This is one of the most common complaints, and it usually comes down to how you're pasting. When you copy HTML from a website or email client, Gmail tries to preserve the formatting — but it also pulls in unwanted styles. The cleanest approach is to build your signature in an HTML editor (like NeatStamp's editor at neatstamp.com/editor), copy the rendered preview, and paste it directly into Gmail's signature box. Avoid pasting from Word, Google Docs, or directly from your browser's developer tools. If you're still seeing weirdness, try clicking the 'Remove formatting' button (the Tx icon) in Gmail's signature editor toolbar and rebuilding from scratch.
Can I have different signatures for different Gmail accounts?

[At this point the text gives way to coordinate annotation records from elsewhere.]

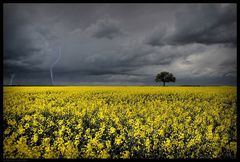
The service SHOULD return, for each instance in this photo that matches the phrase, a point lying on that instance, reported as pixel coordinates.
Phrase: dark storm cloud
(105, 28)
(118, 43)
(205, 23)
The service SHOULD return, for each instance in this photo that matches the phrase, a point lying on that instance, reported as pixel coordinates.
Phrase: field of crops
(119, 122)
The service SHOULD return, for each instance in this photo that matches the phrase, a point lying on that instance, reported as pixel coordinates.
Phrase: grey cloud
(207, 24)
(105, 28)
(119, 43)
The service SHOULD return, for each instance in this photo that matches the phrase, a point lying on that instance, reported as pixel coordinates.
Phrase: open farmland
(119, 122)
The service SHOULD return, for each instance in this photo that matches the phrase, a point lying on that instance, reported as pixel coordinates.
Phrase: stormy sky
(119, 44)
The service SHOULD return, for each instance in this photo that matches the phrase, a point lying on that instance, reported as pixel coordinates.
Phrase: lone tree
(165, 77)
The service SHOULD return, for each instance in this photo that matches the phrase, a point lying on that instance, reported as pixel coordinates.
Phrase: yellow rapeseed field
(119, 122)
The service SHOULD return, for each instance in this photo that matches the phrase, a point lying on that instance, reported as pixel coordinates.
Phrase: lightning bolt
(11, 80)
(54, 63)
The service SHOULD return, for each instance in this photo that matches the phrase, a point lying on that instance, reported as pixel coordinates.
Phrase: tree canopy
(165, 77)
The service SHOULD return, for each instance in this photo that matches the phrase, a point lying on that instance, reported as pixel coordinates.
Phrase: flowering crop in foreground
(119, 122)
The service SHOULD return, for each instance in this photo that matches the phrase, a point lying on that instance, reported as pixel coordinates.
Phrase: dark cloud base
(120, 44)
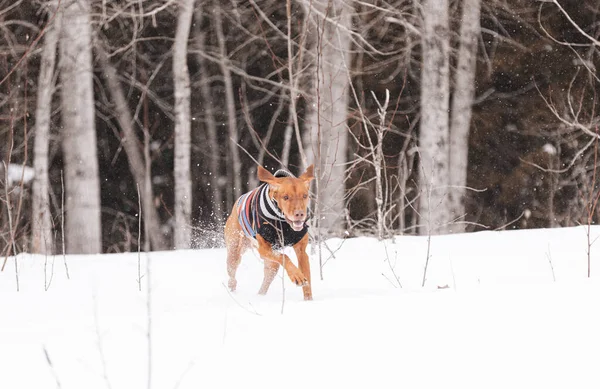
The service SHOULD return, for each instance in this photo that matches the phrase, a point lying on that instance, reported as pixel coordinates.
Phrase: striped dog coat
(258, 214)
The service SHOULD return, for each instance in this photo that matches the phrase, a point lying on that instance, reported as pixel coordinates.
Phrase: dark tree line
(285, 83)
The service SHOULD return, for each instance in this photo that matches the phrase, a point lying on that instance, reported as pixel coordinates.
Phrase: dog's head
(291, 194)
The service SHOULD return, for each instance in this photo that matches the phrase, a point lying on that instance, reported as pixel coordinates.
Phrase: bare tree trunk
(211, 125)
(130, 143)
(462, 101)
(42, 241)
(326, 133)
(183, 183)
(434, 129)
(83, 227)
(231, 111)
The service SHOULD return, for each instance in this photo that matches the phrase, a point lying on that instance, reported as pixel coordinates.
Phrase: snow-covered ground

Yes, but only if those accounts are separate Gmail inboxes. Each Gmail account has its own signature settings — go to Settings > See all settings > General > Signature in each account. What you cannot do is set different signatures for different recipients from a single Gmail account. However, you can create multiple named signatures within one account (Gmail supports up to 10,000 characters per signature and multiple signature slots), and then manually switch between them when composing — click the pen icon at the bottom of the compose window and select the signature you want to use for that specific email.

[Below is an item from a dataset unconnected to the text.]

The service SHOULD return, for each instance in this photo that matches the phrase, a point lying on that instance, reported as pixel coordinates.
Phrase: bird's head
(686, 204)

Why doesn't my photo show up in my Gmail signature?
Photos in Gmail signatures are almost always hosted externally — meaning Gmail stores a URL pointing to an image somewhere on the internet, not the image itself. If that external URL is broken, slow, or blocked, recipients see a broken image placeholder. The most reliable fix is to host your photo on Google's own servers: upload it to Google Drive, set sharing to 'Anyone with the link can view', and use the direct image URL. Alternatively, using a trusted CDN like Cloudinary or Imgix works well. Avoid hosting on your personal Dropbox or local server. Also check that the image URL ends in .jpg, .png, or .gif — not a redirect.
Why does my Gmail signature look bad on mobile?
Gmail's mobile apps on Android and iOS don't display HTML signatures from desktop — they use their own plain-text signature instead. So if you've built a beautiful HTML signature with your logo and social links, none of that appears when you reply from your phone. The mobile signature is set separately: in the Gmail app, tap the three-line menu > Settings > your account > Signature settings. You get a plain text box only. The workaround most people use is to write a minimal plain-text version of their signature for mobile: name, title, phone number, and website URL. It's not fancy, but it's honest and readable.
Can I add a promotional banner to my Gmail signature?
Yes, and it's a surprisingly effective way to drive attention to a product launch, event, or offer. You add a banner the same way you add any image to your signature: in the signature editor, click the image icon in the toolbar, and paste a URL to an image hosted online. Make that image clickable by selecting it and clicking the link icon. Keep your banner image under 600px wide and under 100KB in file size — large images load slowly and sometimes get clipped by email clients. Update the banner seasonally or when your promotion ends. A mistake I see often is people forgetting to remove a 'Summer Sale' banner in November.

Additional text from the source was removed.